Volume 14 - Issue 4

Opinion Biomedical Science and Research Biomedical Science and Research CC by Creative Commons, CC-BY

Application of Transformer in Medical Image Segmentation

*Corresponding author: Yong Wu, School of Information Science and Engineering, Linyi University, Linyi 276000.

Received: October 20, 2021; Published: October 25, 2021

DOI: 10.34297/AJBSR.2021.14.002014


Accurate lesion segmentation is of great significance to the diagnosis of patients’ illness and the formulation of treatment plan, and the segmentation results can provide doctors with important reference information. However, the focus of medical images is highly similar to the surrounding normal tissues, so the segmentation of medical images is a very challenging task. Transformer is gradually applied to the field of medical image segmentation by researchers with its strong learning ability.

Keywords: Medical Image; Segmentation; Transformer


Medical image segmentation, as one of the most challenging tasks in clinical diagnosis, needs to identify and segment lesions from background medical images. However, this process is timeconsuming and laborious, and the error rate is high. Traditional segmentation relies heavily on manual labeling information and clinical experience of clinicians. In addition, the complex changes presented by various imaging modes are also a great challenge to image segmentation. Therefore, developing a new algorithm for automatic segmentation of medical images is of great significance to improve the accuracy and efficiency of clinical diagnosis.
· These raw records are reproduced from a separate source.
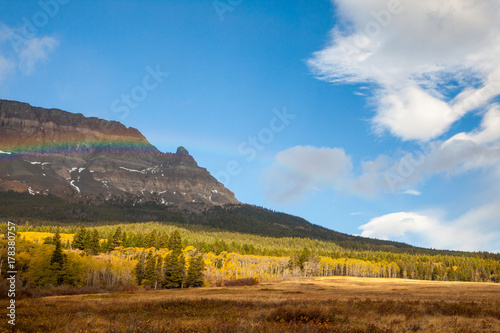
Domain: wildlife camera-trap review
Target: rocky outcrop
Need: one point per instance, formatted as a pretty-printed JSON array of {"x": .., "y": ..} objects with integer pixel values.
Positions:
[{"x": 74, "y": 157}]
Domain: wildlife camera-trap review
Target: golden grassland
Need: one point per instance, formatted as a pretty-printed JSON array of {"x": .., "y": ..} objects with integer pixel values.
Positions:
[{"x": 331, "y": 304}]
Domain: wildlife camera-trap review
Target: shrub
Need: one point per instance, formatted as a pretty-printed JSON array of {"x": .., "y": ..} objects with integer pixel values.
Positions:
[{"x": 240, "y": 282}]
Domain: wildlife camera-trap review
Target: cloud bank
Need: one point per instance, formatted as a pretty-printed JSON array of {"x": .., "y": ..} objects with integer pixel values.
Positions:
[{"x": 23, "y": 54}]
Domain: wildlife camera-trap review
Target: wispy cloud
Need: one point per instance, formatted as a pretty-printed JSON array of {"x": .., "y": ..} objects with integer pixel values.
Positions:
[
  {"x": 412, "y": 192},
  {"x": 36, "y": 50},
  {"x": 304, "y": 169},
  {"x": 23, "y": 54},
  {"x": 411, "y": 52}
]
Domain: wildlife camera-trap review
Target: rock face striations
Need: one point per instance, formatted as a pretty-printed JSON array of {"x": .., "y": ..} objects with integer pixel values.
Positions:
[{"x": 68, "y": 155}]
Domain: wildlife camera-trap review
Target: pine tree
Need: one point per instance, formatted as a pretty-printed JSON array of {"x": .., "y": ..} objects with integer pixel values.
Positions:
[
  {"x": 175, "y": 243},
  {"x": 93, "y": 246},
  {"x": 57, "y": 255},
  {"x": 57, "y": 260},
  {"x": 117, "y": 238},
  {"x": 195, "y": 272},
  {"x": 139, "y": 272},
  {"x": 175, "y": 270},
  {"x": 152, "y": 239},
  {"x": 78, "y": 240}
]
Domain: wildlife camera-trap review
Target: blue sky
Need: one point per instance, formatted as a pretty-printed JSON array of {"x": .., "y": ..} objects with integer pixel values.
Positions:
[{"x": 377, "y": 118}]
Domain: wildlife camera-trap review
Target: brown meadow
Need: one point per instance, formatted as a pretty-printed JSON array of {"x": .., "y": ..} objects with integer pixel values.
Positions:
[{"x": 333, "y": 304}]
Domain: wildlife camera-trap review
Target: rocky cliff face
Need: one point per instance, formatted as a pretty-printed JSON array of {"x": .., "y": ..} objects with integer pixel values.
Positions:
[{"x": 46, "y": 151}]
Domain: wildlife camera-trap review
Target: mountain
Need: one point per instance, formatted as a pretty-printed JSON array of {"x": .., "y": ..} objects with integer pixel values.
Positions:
[{"x": 70, "y": 156}]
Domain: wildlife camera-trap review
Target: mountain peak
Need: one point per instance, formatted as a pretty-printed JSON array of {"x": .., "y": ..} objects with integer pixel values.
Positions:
[{"x": 77, "y": 157}]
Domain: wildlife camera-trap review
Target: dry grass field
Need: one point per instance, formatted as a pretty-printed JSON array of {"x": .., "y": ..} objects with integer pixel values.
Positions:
[{"x": 333, "y": 304}]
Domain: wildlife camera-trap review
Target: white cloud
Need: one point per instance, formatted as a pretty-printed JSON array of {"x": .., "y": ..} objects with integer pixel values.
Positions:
[
  {"x": 476, "y": 230},
  {"x": 20, "y": 53},
  {"x": 397, "y": 225},
  {"x": 412, "y": 51},
  {"x": 34, "y": 51},
  {"x": 412, "y": 192},
  {"x": 302, "y": 169}
]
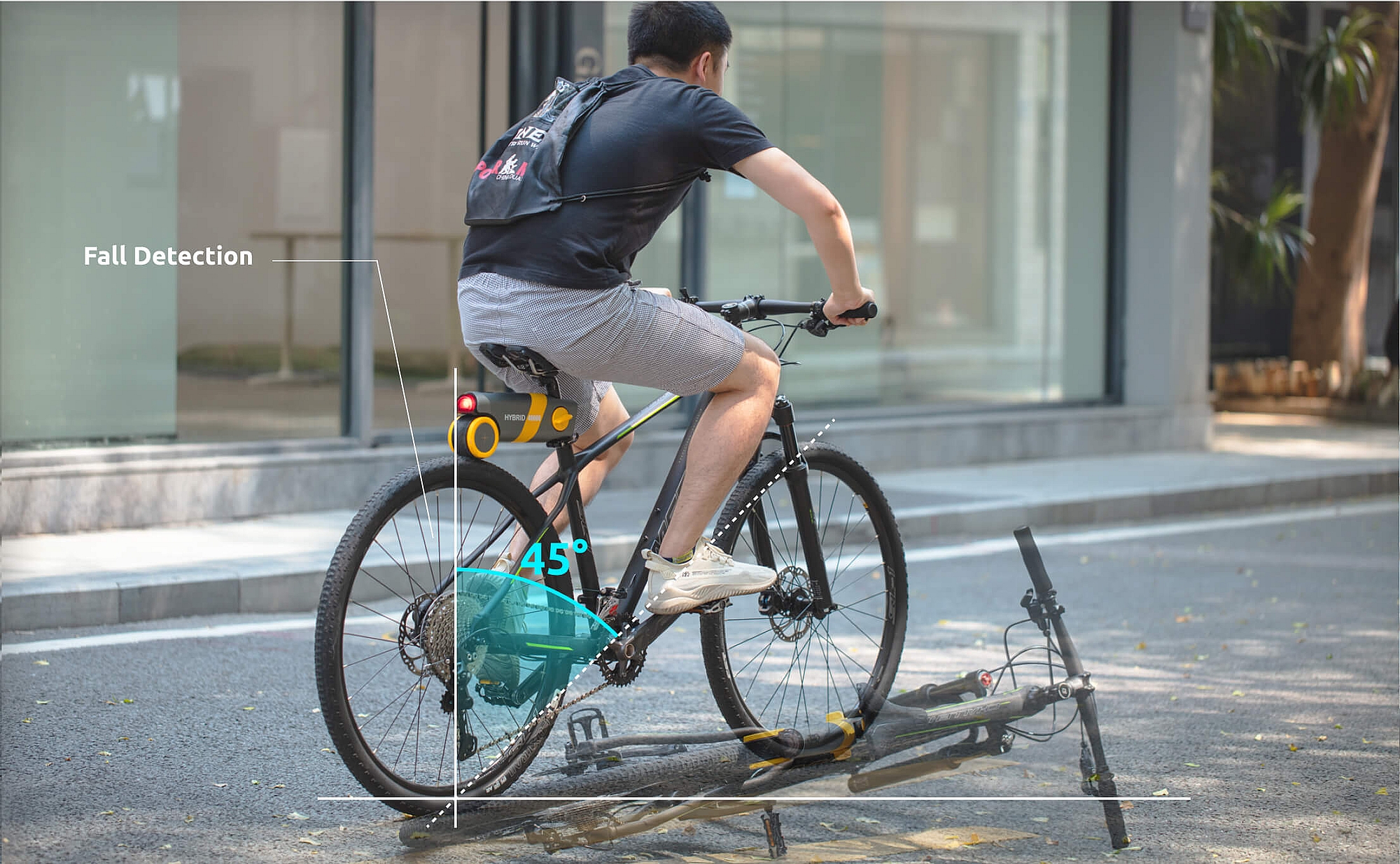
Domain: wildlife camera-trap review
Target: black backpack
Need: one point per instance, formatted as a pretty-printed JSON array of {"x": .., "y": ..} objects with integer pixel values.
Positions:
[{"x": 519, "y": 176}]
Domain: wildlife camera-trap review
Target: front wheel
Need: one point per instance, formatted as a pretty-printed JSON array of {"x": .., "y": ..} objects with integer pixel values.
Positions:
[{"x": 772, "y": 662}]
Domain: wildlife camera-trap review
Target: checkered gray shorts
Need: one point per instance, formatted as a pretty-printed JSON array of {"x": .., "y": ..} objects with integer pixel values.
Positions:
[{"x": 596, "y": 338}]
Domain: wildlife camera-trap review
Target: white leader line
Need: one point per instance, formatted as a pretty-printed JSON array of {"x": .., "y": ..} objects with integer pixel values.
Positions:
[{"x": 397, "y": 366}]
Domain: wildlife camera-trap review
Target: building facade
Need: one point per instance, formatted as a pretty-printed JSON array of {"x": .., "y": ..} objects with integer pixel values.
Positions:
[{"x": 1027, "y": 186}]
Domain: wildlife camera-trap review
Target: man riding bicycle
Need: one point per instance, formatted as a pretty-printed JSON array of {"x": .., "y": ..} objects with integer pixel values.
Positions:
[{"x": 561, "y": 284}]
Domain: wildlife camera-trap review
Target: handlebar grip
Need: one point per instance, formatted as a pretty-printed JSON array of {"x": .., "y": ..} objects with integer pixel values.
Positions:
[{"x": 866, "y": 310}]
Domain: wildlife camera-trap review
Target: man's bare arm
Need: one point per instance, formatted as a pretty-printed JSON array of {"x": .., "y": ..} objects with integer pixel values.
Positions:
[{"x": 790, "y": 186}]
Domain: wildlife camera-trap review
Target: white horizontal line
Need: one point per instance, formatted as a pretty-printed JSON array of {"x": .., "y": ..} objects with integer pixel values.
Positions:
[
  {"x": 139, "y": 636},
  {"x": 936, "y": 554},
  {"x": 1132, "y": 533},
  {"x": 762, "y": 799}
]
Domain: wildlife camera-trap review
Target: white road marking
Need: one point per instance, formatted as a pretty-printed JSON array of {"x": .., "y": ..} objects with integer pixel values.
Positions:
[
  {"x": 936, "y": 554},
  {"x": 141, "y": 636},
  {"x": 1136, "y": 533}
]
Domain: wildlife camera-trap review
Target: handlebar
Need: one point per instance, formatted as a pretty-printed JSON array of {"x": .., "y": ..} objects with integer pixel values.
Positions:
[{"x": 757, "y": 307}]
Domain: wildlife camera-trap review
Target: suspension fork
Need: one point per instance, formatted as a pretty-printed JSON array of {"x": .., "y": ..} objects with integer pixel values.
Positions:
[{"x": 796, "y": 478}]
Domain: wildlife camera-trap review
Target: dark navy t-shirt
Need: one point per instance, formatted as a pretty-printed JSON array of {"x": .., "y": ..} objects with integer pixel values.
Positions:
[{"x": 656, "y": 131}]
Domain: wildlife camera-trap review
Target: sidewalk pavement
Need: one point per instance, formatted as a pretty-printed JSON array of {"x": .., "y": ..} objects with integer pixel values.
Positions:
[{"x": 278, "y": 564}]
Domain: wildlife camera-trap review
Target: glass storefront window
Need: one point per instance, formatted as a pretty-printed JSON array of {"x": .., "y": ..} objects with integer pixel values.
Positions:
[
  {"x": 170, "y": 127},
  {"x": 426, "y": 139}
]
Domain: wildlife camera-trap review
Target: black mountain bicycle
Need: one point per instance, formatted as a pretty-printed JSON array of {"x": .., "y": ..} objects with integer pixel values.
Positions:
[{"x": 439, "y": 677}]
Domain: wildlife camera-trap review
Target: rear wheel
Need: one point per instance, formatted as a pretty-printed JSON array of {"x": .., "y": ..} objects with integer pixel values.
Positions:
[
  {"x": 411, "y": 712},
  {"x": 774, "y": 663}
]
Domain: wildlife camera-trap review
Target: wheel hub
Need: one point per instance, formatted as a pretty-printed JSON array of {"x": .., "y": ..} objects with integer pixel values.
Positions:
[{"x": 789, "y": 604}]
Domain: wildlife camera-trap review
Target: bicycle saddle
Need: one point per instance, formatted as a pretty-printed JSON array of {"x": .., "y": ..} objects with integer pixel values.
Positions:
[{"x": 520, "y": 358}]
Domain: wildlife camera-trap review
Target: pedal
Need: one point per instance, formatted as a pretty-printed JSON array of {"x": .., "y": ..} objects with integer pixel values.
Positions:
[
  {"x": 1088, "y": 778},
  {"x": 582, "y": 723}
]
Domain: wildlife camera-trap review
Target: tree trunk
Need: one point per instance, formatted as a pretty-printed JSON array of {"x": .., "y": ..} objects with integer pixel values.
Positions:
[{"x": 1329, "y": 310}]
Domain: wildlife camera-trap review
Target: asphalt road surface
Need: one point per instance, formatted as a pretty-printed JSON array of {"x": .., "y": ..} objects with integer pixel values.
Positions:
[{"x": 1247, "y": 662}]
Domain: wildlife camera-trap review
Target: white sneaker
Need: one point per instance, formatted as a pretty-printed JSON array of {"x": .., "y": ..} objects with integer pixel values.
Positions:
[{"x": 709, "y": 575}]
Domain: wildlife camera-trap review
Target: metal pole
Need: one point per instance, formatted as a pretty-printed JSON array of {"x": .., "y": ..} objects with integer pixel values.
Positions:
[
  {"x": 289, "y": 310},
  {"x": 358, "y": 229},
  {"x": 692, "y": 257},
  {"x": 481, "y": 135}
]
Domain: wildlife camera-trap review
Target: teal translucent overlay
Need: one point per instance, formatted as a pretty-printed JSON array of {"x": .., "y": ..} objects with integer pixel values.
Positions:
[{"x": 519, "y": 641}]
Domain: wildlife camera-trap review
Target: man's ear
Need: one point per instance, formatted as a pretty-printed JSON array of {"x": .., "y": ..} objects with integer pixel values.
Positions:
[{"x": 701, "y": 68}]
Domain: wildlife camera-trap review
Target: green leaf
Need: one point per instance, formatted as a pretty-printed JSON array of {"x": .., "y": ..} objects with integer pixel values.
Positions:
[{"x": 1336, "y": 75}]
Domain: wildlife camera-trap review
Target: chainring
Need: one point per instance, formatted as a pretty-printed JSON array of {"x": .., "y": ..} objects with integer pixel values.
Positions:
[{"x": 622, "y": 673}]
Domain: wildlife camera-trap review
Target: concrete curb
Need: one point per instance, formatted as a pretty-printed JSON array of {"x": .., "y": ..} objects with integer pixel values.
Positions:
[{"x": 293, "y": 583}]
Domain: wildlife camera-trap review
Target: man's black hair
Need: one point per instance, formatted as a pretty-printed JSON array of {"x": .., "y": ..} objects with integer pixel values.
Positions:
[{"x": 676, "y": 33}]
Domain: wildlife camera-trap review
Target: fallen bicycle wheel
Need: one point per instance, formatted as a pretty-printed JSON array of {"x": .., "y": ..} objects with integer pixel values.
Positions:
[{"x": 776, "y": 660}]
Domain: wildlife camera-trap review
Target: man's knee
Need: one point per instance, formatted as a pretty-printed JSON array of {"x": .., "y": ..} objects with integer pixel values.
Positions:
[{"x": 758, "y": 370}]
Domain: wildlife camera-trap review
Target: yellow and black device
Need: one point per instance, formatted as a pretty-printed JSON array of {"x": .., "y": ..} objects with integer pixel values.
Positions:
[{"x": 484, "y": 421}]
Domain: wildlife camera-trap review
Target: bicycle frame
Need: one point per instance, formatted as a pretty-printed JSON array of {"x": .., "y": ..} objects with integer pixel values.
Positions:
[{"x": 632, "y": 586}]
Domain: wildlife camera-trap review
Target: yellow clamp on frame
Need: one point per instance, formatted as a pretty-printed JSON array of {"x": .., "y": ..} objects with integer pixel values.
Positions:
[
  {"x": 842, "y": 751},
  {"x": 517, "y": 418}
]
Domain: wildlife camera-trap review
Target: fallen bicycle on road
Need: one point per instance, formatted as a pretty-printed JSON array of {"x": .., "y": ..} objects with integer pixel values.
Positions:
[{"x": 615, "y": 786}]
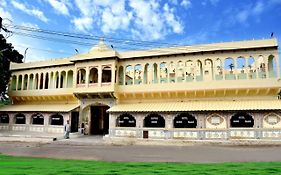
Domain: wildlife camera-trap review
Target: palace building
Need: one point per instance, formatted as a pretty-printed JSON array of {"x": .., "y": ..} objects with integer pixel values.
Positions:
[{"x": 219, "y": 91}]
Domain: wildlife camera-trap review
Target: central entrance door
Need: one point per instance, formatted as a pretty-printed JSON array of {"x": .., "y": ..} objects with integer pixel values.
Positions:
[{"x": 99, "y": 120}]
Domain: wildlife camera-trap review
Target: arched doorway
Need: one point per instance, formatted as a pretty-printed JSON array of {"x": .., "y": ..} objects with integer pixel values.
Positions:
[
  {"x": 154, "y": 121},
  {"x": 99, "y": 121},
  {"x": 185, "y": 120},
  {"x": 126, "y": 120},
  {"x": 242, "y": 120}
]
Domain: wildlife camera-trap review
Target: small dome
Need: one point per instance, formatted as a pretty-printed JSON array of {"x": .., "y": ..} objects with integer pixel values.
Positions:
[{"x": 100, "y": 47}]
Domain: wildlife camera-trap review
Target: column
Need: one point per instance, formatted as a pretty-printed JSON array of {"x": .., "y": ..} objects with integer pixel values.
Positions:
[
  {"x": 44, "y": 79},
  {"x": 28, "y": 81},
  {"x": 113, "y": 68},
  {"x": 124, "y": 78},
  {"x": 87, "y": 76},
  {"x": 99, "y": 75},
  {"x": 39, "y": 80},
  {"x": 33, "y": 84},
  {"x": 139, "y": 124},
  {"x": 22, "y": 82},
  {"x": 276, "y": 57},
  {"x": 17, "y": 82},
  {"x": 158, "y": 73},
  {"x": 169, "y": 125},
  {"x": 59, "y": 80},
  {"x": 66, "y": 80}
]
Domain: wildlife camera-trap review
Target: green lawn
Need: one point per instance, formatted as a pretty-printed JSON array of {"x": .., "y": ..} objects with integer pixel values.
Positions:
[{"x": 38, "y": 166}]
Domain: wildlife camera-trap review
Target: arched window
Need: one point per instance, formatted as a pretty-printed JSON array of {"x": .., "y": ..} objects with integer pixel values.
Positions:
[
  {"x": 155, "y": 75},
  {"x": 37, "y": 119},
  {"x": 146, "y": 78},
  {"x": 51, "y": 80},
  {"x": 46, "y": 81},
  {"x": 242, "y": 120},
  {"x": 241, "y": 62},
  {"x": 57, "y": 79},
  {"x": 4, "y": 118},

Transformer can model and extract features from the global information of self-attention mechanism [1], but for medical image segmentation task, local and global features are very important for dense prediction, so there are many segmentation models that combine Transformer with traditional deep learning methods in the field of medical influence segmentation [2]. This paper first explains the background of the application of Transformer in medical image segmentation, then introduces in detail the recent research on image segmentation using Transformer, and finally looks forward to the future development.

Medical Image Segmentation based on Transformer

With the development of deep learning, a large number of coding-decoding based architectures and large-scale annotated medical data sets have emerged, and the accuracy of automatic segmentation of medical images has been continuously improved. However, due to the superposition of convolution layers and continuous sampling operations, the existing models have many problems of representation and information decline, resulting in that the models cannot completely model the global contextual feature dependencies. With the extensive success of Transformer in the field of machine translation and Natural Language Processing (NLP) [3] and the high accuracy in the task of image recognition [4], researchers have also taken bold attempts in the field of medical image segmentation.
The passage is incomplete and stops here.